Frederick County Commissioners President Blaine Young is sharing the county’s privatization proposal with leaders from across the state, reports Meg Tully from the News Post. He spoke yesterday to a group of county leaders at a conference hosted by the Maryland Association of Counties.

NO SMOKING IN PARKS: Banning smoking in most workplaces, as Maryland did in 1995, was a major public health advance. So was extending it to bars and restaurants. The ban on smoking in Howard County’s parks, which County Executive Ken Ulman plans to announce tomorrow? Not so much, writes the Sun editorial board, but it’s still a good idea.

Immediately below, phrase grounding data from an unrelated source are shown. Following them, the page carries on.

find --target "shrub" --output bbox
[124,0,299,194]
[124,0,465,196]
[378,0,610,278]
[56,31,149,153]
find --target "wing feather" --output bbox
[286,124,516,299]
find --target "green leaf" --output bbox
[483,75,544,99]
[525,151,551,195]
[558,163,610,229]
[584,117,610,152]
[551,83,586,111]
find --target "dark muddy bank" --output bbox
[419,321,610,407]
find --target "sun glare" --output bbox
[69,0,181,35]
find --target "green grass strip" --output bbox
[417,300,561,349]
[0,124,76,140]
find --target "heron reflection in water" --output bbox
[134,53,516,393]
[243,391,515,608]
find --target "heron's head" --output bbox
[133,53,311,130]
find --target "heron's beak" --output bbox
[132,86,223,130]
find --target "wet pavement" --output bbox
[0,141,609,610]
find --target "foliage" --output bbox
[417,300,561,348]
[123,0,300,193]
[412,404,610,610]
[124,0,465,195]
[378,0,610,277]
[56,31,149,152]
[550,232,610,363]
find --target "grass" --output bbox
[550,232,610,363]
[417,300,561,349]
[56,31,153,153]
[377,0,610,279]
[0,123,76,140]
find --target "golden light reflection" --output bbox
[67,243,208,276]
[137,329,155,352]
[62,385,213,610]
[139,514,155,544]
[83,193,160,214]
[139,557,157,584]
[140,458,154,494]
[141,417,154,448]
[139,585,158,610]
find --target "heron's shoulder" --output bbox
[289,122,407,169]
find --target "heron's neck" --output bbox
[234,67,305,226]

Fifty-seven parks are affected, reports Kai Jackson of WJZ-TV. Visitors caught smoking will be asked to stop; a second offense and they’ll be asked to leave.

KOLBE TO CHAIR BA CO GOP: Raven Hill of the Sun reports that Steve Kolbe will replace Tony Campbell as chair of the Baltimore County Republican Central Committee as members seek to present a unified front.

HOMAN OUT OF SHOCK TRAUMA: Fred Homan, Baltimore County’s chief operating officer , has been released from Shock Trauma after a weekend horseback riding accident, Bryan Sears of Patch.com reports. He also reports that Homan is described as an experienced, intermediate level rider.

ENVIRONMENTAL GUIDANCE: When the current Carroll County Board of Commissioners took office they developed a set of principles to serve as a foundation for the board’s philosophy and actions. Now the board’s president is hoping that it will soon adopt an accompanying group of environmental principles, reports Carrie Ann Knauer for the Carroll County Times. The principles are to the left of the article. Scroll down to read reader comment on them.

BAKER APPOINTEES OK’d: The Prince George’s County Council officially approved County Executive Rushern Baker’s selections to lead the county’s fire, housing, central services and environmental resources departments, Daniel Valentine reports for the Gazette.

RECYCLING PROGRAM: Heather Keels of the Hagerstown Herald-Mail reports that the Washington County Board of Commissioners want to know where residents stand on curbside recycling, and have decided to schedule a public information meeting to accept comment on the idea of starting a county program.

MILLER LEAVES WBAL-AM: Veteran Baltimore newsman Mark Miller is leaving WBAL radio after more than 31 years at the station, writes David Zurawik of the Sun. As news director for 21 of those years, Miller led one of the most competitive and ambitious radio news operations in the country.

As a reporter, Miller won two Maryland State Bar Association gavel awards, the Silver Gavel from the American Bar Association, and was recognized by United Press International for his radio accomplishments, reports Rachel Bernstein in the Daily Record.